Now Deaton, who won the Nobel Prize in 2015, and Case, his wife and coauthor, are back with a new paper that aims to refine their original findings, digging into the group that’s seeing the largest increases in mortality rates: white people without college degrees, accelerated by what they call deaths of despair, or suicide, alcohol- and drug-related deaths. “Ultimately,” they write, “we see our story as about the collapse of the white, high school educated, working class after its heyday in the early 1970s, and the pathologies that accompany that decline.”
[J]ournalists and scholars have voiced concern about the spotlight on white people’s economic problems, which are still, relatively speaking, far smaller than those of, say, African-Americans.
[N]obody is disputing that the United States has a real problem as it struggles to understand the despair in communities left behind by globalization and automation. And, Case argues, the reversal of decades of progress on health among the least educated should be setting a fire under political leaders and policy wonks in both parties as they try to craft real solutions:
[W]hite non-Hispanics stopped making progress on heart disease, which is a big killer in middle age. First progress slowed, then it flatlined, and now it looks like it’s turned in the opposite direction.
[A] [high school] degree seems to be a marker for a lot of dysfunction that we’re seeing. But this new paper shows that the body count is only the tip of the iceberg. People with less than a college degree are reporting a lot more pain, much poorer health, poorer mental health. They’re less likely to be married, they’re less likely to be attached to the labor market, their wages don’t increase with age as quickly as they had in previous generations. So part two is being able to document that these things are happening in sync with each other.

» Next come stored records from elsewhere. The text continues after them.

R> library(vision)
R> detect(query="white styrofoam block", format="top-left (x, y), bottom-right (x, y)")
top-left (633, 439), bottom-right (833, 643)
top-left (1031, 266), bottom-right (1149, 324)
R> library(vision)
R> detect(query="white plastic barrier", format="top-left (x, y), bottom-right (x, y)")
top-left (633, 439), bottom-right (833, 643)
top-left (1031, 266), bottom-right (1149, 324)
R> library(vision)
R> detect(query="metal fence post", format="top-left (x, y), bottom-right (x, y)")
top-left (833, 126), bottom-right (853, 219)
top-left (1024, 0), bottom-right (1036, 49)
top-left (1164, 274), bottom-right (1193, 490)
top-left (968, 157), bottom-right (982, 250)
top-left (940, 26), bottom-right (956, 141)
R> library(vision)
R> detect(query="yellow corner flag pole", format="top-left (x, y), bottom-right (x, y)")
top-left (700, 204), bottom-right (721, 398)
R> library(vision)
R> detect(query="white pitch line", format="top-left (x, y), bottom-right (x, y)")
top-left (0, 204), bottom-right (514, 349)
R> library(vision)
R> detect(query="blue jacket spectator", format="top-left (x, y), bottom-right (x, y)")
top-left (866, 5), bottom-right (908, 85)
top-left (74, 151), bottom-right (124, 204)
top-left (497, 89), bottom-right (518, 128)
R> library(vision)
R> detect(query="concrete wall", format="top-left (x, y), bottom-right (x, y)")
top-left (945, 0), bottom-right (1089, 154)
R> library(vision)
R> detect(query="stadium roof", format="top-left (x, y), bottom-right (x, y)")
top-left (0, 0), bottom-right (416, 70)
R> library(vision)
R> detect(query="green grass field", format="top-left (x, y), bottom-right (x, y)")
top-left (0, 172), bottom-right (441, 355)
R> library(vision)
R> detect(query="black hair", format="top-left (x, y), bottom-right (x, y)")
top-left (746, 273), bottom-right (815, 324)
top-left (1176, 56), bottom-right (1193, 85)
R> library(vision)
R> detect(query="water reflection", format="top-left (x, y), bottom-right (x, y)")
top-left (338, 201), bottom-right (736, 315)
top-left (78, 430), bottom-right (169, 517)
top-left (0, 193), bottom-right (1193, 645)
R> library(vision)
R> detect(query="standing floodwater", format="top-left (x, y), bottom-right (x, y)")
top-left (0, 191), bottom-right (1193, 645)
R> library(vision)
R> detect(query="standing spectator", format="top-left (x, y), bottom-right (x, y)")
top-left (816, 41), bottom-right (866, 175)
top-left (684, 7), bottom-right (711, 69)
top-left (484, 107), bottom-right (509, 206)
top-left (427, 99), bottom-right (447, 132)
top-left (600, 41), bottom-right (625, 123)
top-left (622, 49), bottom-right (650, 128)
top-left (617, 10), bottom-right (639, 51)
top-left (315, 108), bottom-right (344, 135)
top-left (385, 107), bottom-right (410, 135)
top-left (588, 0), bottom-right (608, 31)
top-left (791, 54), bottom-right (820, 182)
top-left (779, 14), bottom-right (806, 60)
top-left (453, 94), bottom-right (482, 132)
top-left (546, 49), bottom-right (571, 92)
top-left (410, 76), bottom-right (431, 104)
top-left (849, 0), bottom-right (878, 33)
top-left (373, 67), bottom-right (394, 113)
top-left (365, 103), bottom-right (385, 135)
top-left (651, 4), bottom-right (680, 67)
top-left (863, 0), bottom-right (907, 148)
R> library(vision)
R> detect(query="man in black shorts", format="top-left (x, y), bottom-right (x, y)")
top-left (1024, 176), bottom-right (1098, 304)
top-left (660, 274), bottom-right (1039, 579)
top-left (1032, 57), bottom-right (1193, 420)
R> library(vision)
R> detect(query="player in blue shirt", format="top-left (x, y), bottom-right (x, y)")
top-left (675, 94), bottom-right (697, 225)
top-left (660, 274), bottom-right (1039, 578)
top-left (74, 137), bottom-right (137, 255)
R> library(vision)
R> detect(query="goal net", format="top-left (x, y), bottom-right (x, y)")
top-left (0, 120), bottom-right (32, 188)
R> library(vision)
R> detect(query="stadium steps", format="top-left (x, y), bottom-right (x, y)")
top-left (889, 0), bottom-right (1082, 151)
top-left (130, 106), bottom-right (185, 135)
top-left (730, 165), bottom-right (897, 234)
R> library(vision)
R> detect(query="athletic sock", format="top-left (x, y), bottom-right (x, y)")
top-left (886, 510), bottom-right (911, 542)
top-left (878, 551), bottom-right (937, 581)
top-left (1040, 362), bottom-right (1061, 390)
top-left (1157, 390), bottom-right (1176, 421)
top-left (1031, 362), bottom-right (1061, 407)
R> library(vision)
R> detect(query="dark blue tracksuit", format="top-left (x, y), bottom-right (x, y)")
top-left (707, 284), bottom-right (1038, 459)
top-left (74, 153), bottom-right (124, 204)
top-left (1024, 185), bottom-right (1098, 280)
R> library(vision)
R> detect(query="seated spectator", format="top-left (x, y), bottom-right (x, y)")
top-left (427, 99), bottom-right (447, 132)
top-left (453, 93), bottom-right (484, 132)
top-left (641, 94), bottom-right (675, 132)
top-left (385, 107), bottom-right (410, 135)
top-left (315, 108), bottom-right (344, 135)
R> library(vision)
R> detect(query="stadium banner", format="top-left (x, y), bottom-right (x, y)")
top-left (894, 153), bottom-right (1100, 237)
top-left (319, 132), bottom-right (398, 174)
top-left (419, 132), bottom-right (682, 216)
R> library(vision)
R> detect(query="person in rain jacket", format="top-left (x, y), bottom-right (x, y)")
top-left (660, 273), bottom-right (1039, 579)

And the third part is the fact that things appear to be getting worse and worse with every successive birth cohort, so that the cohort born in 1980 is having a much harder time on all those dimensions than the cohort born in 1970, who is in turn having a much harder time than the cohort born in 1960.
It used to be the case that with a high school degree, you could get a good job, with potential for on-the-job training and you could expect to have a middle-class life. You could get married, you could have a family. And the kinds of jobs a person can get now with a high school degree are not jobs where there is any up to move to.
[I]n Europe, mortality rates are falling, but they’re falling even more for people on the low end of their education distribution. Their mortality is falling faster than people on the high end of their education distribution. So what are they doing right that we’re not? That’s sort of the question right now. And again, education might just be a marker of something else, but I think it would be wise to look at how the Europeans have actually shouldered the kind of changes in the labor market. You know, they’ve lost a lot of manufacturing jobs to the far East, they’ve weathered the recession, but they haven’t seen the same kind of dysfunction and mortality increases that we’ve seen in the U.S.—so why?
Education is not necessarily what’s driving this, but it is highly correlated with all these bad outcomes that are happening to people. And I think part of that is that your high school degree gets you less far than what it used to, and when that happens, a lot of other bad things follow on.
[W]e see the prescription opioid epidemic as being an accelerant, as making this worse, but we don’t think it’s a root cause. It was happening before the heavy-duty prescription opioids hit the market. It starts at least as far back as 1990—that death rates from deaths of despair start rising—and then you throw prescription opioids into the mix, and it makes things a heck of a lot worse. But it was happening already.
There seem to be two Americas now: one for people who went to college and one for people who didn’t, and that’s going to be truer and truer, regardless of the color of your skin. Whether or not there’s enough political force to bring us back together, I’m really not sure about that.